On Friday 03 August 2007 19:15:27 Scott Walters wrote:
I am definitely in the "monitor only" camp. As appealing as "self-healing" may seem, I've seen attempts go horrible wrong too many times. For example, shutting down Oracle for upgrades and then being restarted in the middle of the upgrade. Not good.
How about the easy example of a web server not responding. Do you restart it ? In the case I am thinking of, no. Since, the reason it is not responding is that the database server it (and another 4 webservers) is waiting for is having problems. Restarting the web server would drop the >1000 existing (working) sessions, causing a full-blown outage, and migrate the problem to the other 4 web servers that sit behind the same load balancer.
I also agree that "self-healing" lends itself to band-aids that avoid root-cause determination.

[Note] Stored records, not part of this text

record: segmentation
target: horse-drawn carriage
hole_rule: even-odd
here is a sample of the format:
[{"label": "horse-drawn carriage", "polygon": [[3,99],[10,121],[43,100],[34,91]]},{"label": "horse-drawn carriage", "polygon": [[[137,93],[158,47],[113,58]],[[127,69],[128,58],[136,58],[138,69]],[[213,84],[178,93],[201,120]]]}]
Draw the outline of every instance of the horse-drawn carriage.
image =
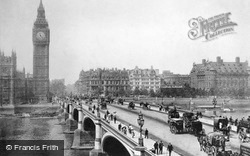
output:
[{"label": "horse-drawn carriage", "polygon": [[[172,112],[171,115],[178,117],[178,112]],[[169,119],[170,131],[172,133],[192,133],[200,135],[202,133],[202,123],[195,117],[192,112],[183,113],[182,118]]]},{"label": "horse-drawn carriage", "polygon": [[132,101],[129,102],[128,108],[135,109],[135,104]]},{"label": "horse-drawn carriage", "polygon": [[220,151],[225,151],[226,139],[220,132],[211,132],[198,137],[201,150],[208,155],[217,156]]},{"label": "horse-drawn carriage", "polygon": [[242,142],[250,142],[250,121],[241,120],[239,122],[239,139]]},{"label": "horse-drawn carriage", "polygon": [[230,130],[231,126],[228,125],[226,118],[214,118],[214,132],[222,132],[224,136],[227,136],[227,141],[229,141]]},{"label": "horse-drawn carriage", "polygon": [[119,98],[119,99],[118,99],[118,104],[123,105],[123,102],[124,102],[124,100],[123,100],[122,98]]},{"label": "horse-drawn carriage", "polygon": [[150,109],[150,104],[148,102],[140,102],[140,106],[143,108],[143,109]]},{"label": "horse-drawn carriage", "polygon": [[176,109],[170,109],[168,111],[168,123],[172,118],[180,118],[180,114]]},{"label": "horse-drawn carriage", "polygon": [[210,132],[198,136],[201,151],[209,156],[239,156],[239,153],[226,149],[226,138],[220,132]]}]

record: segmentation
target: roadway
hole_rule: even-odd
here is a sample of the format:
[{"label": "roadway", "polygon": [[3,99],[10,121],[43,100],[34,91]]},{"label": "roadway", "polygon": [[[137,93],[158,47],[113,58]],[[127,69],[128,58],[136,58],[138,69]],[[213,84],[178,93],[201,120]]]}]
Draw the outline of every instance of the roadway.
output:
[{"label": "roadway", "polygon": [[[144,114],[145,123],[143,128],[147,128],[152,137],[164,142],[171,142],[177,152],[181,152],[184,155],[193,156],[205,156],[205,152],[200,151],[200,146],[197,138],[190,134],[172,134],[169,130],[169,126],[166,124],[167,115],[158,111],[144,110],[136,107],[135,110],[130,110],[127,105],[111,104],[107,106],[110,112],[117,112],[119,119],[127,121],[134,127],[138,127],[137,118],[138,113],[141,111]],[[203,125],[206,133],[212,132],[213,128],[208,125]],[[230,142],[227,143],[227,148],[239,151],[240,142],[238,136],[232,133]],[[153,145],[152,145],[153,147]]]}]

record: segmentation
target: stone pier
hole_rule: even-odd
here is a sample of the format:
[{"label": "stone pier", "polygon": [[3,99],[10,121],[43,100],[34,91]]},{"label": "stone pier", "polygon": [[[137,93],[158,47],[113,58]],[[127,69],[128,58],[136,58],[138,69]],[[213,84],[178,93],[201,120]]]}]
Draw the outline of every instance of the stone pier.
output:
[{"label": "stone pier", "polygon": [[73,134],[74,130],[77,128],[77,121],[73,119],[72,103],[69,103],[69,118],[66,120],[66,130],[64,133]]},{"label": "stone pier", "polygon": [[95,147],[89,152],[89,156],[107,156],[101,147],[102,127],[100,121],[100,115],[98,114],[98,118],[95,122]]},{"label": "stone pier", "polygon": [[82,128],[82,119],[83,119],[82,108],[78,107],[77,110],[78,110],[78,126],[77,126],[77,129],[74,131],[74,140],[73,140],[73,144],[71,148],[93,149],[94,140]]},{"label": "stone pier", "polygon": [[65,125],[66,124],[66,120],[69,117],[69,113],[67,113],[67,103],[66,102],[63,102],[63,113],[62,113],[61,117],[62,117],[62,119],[61,119],[60,124],[61,125]]}]

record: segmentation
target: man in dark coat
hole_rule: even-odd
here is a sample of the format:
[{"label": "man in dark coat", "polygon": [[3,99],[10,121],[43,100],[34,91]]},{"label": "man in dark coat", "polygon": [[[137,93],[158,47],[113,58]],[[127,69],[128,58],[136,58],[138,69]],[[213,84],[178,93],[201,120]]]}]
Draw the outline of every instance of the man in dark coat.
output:
[{"label": "man in dark coat", "polygon": [[172,146],[171,143],[168,144],[168,152],[169,152],[169,156],[171,156],[171,152],[173,151],[174,147]]},{"label": "man in dark coat", "polygon": [[157,141],[156,141],[155,144],[154,144],[154,148],[155,148],[155,154],[158,154],[159,145],[158,145],[158,142],[157,142]]},{"label": "man in dark coat", "polygon": [[161,141],[159,143],[159,154],[162,154],[162,149],[163,149],[163,142]]},{"label": "man in dark coat", "polygon": [[145,130],[145,138],[148,139],[148,129]]}]

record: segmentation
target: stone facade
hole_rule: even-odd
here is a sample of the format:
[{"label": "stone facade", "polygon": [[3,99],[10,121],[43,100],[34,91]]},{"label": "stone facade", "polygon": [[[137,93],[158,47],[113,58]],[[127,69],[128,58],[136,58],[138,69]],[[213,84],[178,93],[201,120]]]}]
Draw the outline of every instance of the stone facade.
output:
[{"label": "stone facade", "polygon": [[249,75],[248,62],[240,62],[239,57],[236,57],[235,62],[224,62],[221,57],[217,57],[216,62],[203,59],[201,64],[193,64],[190,72],[191,87],[220,92],[246,91]]},{"label": "stone facade", "polygon": [[135,69],[129,71],[129,82],[132,90],[136,87],[139,89],[154,90],[155,92],[160,89],[161,78],[158,69]]},{"label": "stone facade", "polygon": [[12,52],[11,56],[5,56],[0,51],[0,104],[18,104],[27,102],[28,81],[25,75],[25,69],[18,71],[16,69],[17,57],[16,53]]},{"label": "stone facade", "polygon": [[80,94],[108,94],[115,95],[119,91],[129,89],[129,78],[127,70],[118,69],[91,69],[81,71],[76,82]]},{"label": "stone facade", "polygon": [[184,84],[190,85],[190,76],[182,74],[173,74],[170,71],[163,71],[161,78],[163,80],[162,85],[169,86],[183,86]]},{"label": "stone facade", "polygon": [[33,92],[39,102],[48,102],[50,29],[40,1],[33,26]]}]

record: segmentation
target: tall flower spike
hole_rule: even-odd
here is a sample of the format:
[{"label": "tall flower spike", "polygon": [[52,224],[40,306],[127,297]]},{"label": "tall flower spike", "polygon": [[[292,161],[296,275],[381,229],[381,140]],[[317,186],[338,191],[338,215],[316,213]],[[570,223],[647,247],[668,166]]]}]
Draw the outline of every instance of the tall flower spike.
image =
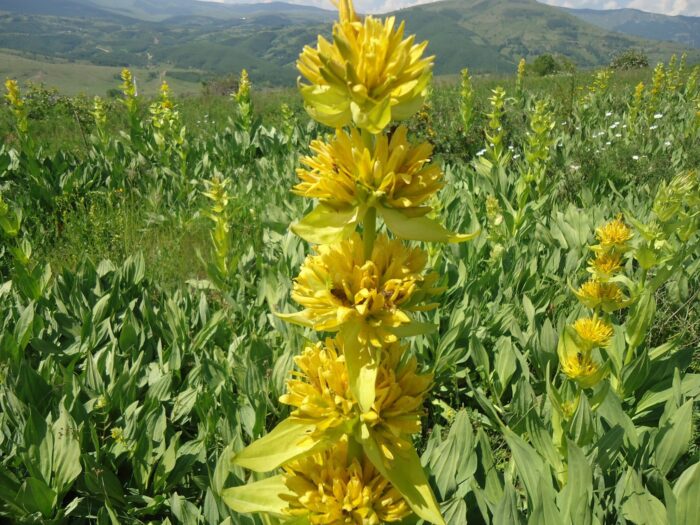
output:
[{"label": "tall flower spike", "polygon": [[333,39],[319,36],[306,46],[297,68],[310,84],[300,84],[306,109],[317,121],[340,128],[354,123],[373,134],[393,120],[420,109],[432,78],[433,57],[423,58],[427,42],[403,38],[394,17],[361,21],[352,0],[339,0]]}]

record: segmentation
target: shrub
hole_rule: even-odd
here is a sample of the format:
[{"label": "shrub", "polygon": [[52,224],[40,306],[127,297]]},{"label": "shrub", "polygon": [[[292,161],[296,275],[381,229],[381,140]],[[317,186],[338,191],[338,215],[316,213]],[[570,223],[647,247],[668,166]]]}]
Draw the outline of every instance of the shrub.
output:
[{"label": "shrub", "polygon": [[540,77],[553,75],[561,70],[561,66],[552,55],[540,55],[532,63],[532,72]]},{"label": "shrub", "polygon": [[649,57],[640,49],[628,49],[615,55],[610,67],[621,70],[649,67]]}]

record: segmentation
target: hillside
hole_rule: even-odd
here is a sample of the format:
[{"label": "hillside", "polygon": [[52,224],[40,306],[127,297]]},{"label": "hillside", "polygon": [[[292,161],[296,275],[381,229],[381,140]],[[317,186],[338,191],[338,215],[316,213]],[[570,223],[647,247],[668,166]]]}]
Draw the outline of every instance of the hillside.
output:
[{"label": "hillside", "polygon": [[665,16],[637,9],[567,9],[569,13],[603,29],[652,40],[668,40],[700,48],[700,17]]},{"label": "hillside", "polygon": [[[521,57],[543,53],[591,67],[630,47],[644,49],[652,60],[683,50],[599,28],[535,0],[447,0],[394,14],[418,39],[430,41],[437,74],[463,67],[509,72]],[[284,3],[0,0],[0,48],[38,61],[138,67],[158,75],[177,69],[178,78],[195,84],[245,67],[259,85],[292,85],[299,51],[318,33],[329,36],[334,17]]]}]

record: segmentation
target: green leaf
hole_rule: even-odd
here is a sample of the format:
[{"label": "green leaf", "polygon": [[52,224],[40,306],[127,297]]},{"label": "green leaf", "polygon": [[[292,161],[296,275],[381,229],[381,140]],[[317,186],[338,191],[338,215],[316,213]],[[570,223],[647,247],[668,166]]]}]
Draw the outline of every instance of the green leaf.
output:
[{"label": "green leaf", "polygon": [[504,437],[518,469],[520,479],[523,480],[525,490],[530,501],[536,501],[539,495],[538,485],[545,472],[545,464],[534,448],[528,445],[520,436],[509,428],[504,428]]},{"label": "green leaf", "polygon": [[[358,441],[380,474],[401,493],[413,512],[430,523],[445,525],[420,458],[413,447],[400,450],[395,443],[389,441],[380,446],[371,434]],[[387,453],[392,457],[389,458]]]},{"label": "green leaf", "polygon": [[325,448],[341,433],[336,429],[314,436],[315,431],[315,421],[288,417],[269,434],[236,454],[233,464],[256,472],[267,472],[299,456]]},{"label": "green leaf", "polygon": [[513,374],[517,370],[515,364],[515,349],[513,348],[513,342],[510,337],[500,337],[496,341],[496,375],[498,376],[498,382],[500,383],[499,394],[503,395],[508,387],[508,382]]},{"label": "green leaf", "polygon": [[420,321],[411,321],[408,324],[389,328],[389,331],[397,337],[416,337],[419,335],[432,334],[437,330],[434,323],[422,323]]},{"label": "green leaf", "polygon": [[622,409],[622,404],[617,394],[611,389],[596,411],[611,426],[618,425],[625,432],[625,444],[633,448],[639,447],[639,435],[637,428],[630,417]]},{"label": "green leaf", "polygon": [[384,219],[387,228],[401,239],[423,242],[464,242],[477,237],[481,230],[462,234],[445,229],[439,222],[423,217],[407,217],[394,208],[380,206],[377,211]]},{"label": "green leaf", "polygon": [[216,330],[219,327],[219,324],[226,318],[226,312],[223,310],[219,310],[218,312],[214,313],[209,320],[206,322],[204,327],[197,333],[196,336],[192,339],[192,344],[190,346],[190,350],[192,352],[197,352],[199,350],[202,350],[204,348],[204,345],[216,334]]},{"label": "green leaf", "polygon": [[477,467],[474,433],[469,416],[460,410],[452,423],[447,439],[430,455],[430,470],[443,500],[467,481]]},{"label": "green leaf", "polygon": [[588,403],[588,398],[583,393],[579,398],[576,412],[571,418],[570,430],[579,446],[589,444],[595,435],[593,412],[591,411],[591,405]]},{"label": "green leaf", "polygon": [[60,414],[53,424],[53,487],[58,494],[68,491],[83,468],[80,464],[78,429],[61,403]]},{"label": "green leaf", "polygon": [[45,518],[53,514],[56,506],[56,492],[40,479],[27,478],[17,494],[16,503],[27,512],[40,512]]},{"label": "green leaf", "polygon": [[649,290],[644,290],[637,304],[634,305],[630,317],[625,323],[628,352],[634,350],[644,341],[656,313],[656,299]]},{"label": "green leaf", "polygon": [[493,513],[494,525],[517,525],[521,523],[518,513],[518,495],[510,481],[506,481],[503,498],[498,502],[498,506]]},{"label": "green leaf", "polygon": [[214,475],[211,477],[211,487],[217,495],[221,495],[221,492],[224,490],[224,485],[231,472],[231,463],[234,456],[233,444],[229,444],[221,451],[219,458],[216,460]]},{"label": "green leaf", "polygon": [[621,482],[624,483],[622,515],[625,519],[636,525],[668,525],[664,504],[642,485],[632,467]]},{"label": "green leaf", "polygon": [[24,463],[30,475],[48,485],[51,483],[53,471],[53,432],[49,430],[46,421],[34,407],[30,408],[29,417],[24,426],[24,444],[26,446]]},{"label": "green leaf", "polygon": [[339,211],[319,204],[290,229],[307,242],[331,244],[347,239],[355,231],[360,216],[359,208]]},{"label": "green leaf", "polygon": [[264,512],[284,516],[288,504],[282,496],[293,495],[284,484],[284,476],[272,476],[255,483],[230,487],[221,492],[224,503],[241,514]]},{"label": "green leaf", "polygon": [[590,501],[593,497],[593,471],[583,451],[568,442],[567,481],[561,491],[561,511],[573,525],[591,522]]},{"label": "green leaf", "polygon": [[202,518],[199,508],[177,492],[173,492],[170,496],[170,512],[176,523],[182,525],[197,525]]},{"label": "green leaf", "polygon": [[20,350],[24,350],[29,341],[31,340],[33,334],[34,326],[34,301],[30,301],[29,304],[22,310],[22,314],[17,321],[15,326],[15,340]]},{"label": "green leaf", "polygon": [[538,496],[534,499],[534,508],[528,519],[529,525],[561,525],[565,523],[556,504],[556,492],[552,487],[549,472],[542,472],[538,483]]},{"label": "green leaf", "polygon": [[673,487],[676,496],[674,525],[695,525],[700,516],[700,463],[688,467]]},{"label": "green leaf", "polygon": [[656,466],[668,474],[673,465],[686,453],[693,433],[693,400],[689,399],[676,410],[654,440]]}]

Or *prevent* the root-cause determination. For example, I had a problem on an LDAP server that appeared once in 2 or 3 weeks. I start it under a debugger, and when next experienced the problem, some online debugging (after taking it out of the pool) with a developer found and fixed the bug within one hour (and allowed me to understand the cause so I could work around it). A restart here would have meant waiting some more and another few outages.
I don't think this requires "baby-sitting," but a commitment to fixing things once. I have also had the displeasure of making permanent band-aids, but I cannot condone it.
We do have some applications that require supervision ... but for them we use daemon-tools or supervise-scripts (a re-implementation of daemon-tools), as these are *much* better at supervision than a monitoring system. If you really need a baby-sitter, the monitoring system isn't the best one ...
All of those "operational" aspects aside, I've convinced myself from a security point of view, corrective action from monitoring is bad-- a clear violation of the separation of duties. You don't want your auditors "cleaning up" the numbers as they go over your books.
You know what's better than your webserver being automatically restarted when it crashes? Your webserver not crashing.
I completely support the absence of corrective actions from monitor triggers. The question I have yet to answer satisfactorily is,"Should the monitoring system perform additional data collection after specific errors?" For example, running a particular "find" command when disk usage increases to try and identify which files are causing the partition to fill.
Or attach a debugger to the hung process and get a backtrace ?
Regards, Buchan